NCLEX-RN
Psychosocial Integrity NCLEX Questions
1. What action would be most appropriate for the nurse to minimize agitation in a disturbed client?
- A. Ensure minimal staff contact.
- B. Increase environmental sensory stimulation.
- C. Limit unnecessary interactions with the client.
- D. Discuss reasons for the client's suspicions.
Correct answer: C
Rationale: The most appropriate action to minimize agitation in a disturbed client is to limit unnecessary interactions. This approach helps reduce stimulation, thus decreasing agitation. Constant staff contact can lead to increased stimulation and agitation. Increasing environmental sensory stimulation can overwhelm the client's senses and escalate agitation.

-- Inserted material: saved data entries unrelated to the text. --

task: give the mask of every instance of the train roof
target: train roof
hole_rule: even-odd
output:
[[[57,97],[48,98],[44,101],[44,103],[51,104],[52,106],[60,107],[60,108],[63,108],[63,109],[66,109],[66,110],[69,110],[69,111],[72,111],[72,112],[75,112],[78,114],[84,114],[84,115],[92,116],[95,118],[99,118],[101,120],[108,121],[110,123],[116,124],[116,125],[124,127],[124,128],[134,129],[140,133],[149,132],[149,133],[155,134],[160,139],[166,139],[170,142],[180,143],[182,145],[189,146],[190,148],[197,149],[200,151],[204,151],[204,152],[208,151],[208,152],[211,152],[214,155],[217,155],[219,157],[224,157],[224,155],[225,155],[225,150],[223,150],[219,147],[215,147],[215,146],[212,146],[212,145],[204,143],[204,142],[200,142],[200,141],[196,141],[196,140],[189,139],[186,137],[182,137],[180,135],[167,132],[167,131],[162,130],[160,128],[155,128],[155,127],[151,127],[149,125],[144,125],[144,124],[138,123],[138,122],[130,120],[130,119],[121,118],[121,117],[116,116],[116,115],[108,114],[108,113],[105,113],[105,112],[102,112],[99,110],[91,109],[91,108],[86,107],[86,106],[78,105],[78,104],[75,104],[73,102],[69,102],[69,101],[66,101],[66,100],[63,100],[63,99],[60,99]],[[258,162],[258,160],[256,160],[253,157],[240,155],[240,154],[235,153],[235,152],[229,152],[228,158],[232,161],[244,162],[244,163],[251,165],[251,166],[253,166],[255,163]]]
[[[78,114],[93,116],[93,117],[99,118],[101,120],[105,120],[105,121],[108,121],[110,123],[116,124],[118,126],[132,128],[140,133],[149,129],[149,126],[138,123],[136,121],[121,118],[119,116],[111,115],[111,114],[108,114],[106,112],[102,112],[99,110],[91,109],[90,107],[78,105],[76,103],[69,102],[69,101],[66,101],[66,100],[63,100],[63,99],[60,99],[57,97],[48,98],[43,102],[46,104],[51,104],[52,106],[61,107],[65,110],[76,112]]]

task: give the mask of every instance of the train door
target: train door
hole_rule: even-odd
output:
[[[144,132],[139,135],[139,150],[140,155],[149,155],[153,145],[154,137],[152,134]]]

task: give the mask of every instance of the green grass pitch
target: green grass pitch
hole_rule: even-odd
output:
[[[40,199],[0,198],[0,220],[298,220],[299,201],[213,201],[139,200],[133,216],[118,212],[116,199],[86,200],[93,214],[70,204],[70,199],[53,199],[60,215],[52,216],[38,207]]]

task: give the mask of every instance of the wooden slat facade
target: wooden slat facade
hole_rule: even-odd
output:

Discussing suspicions may not be beneficial as not all disturbed clients are suspicious and the client may not be in a state to engage in such discussions effectively.
2. Which response would the nurse make to a client who says, 'The voices say I'll be safe only if I stay in this room, wear these clothes, and avoid stepping on the cracks between the floor tiles'?
- A. Ask whether the voices are male or female and how many there are.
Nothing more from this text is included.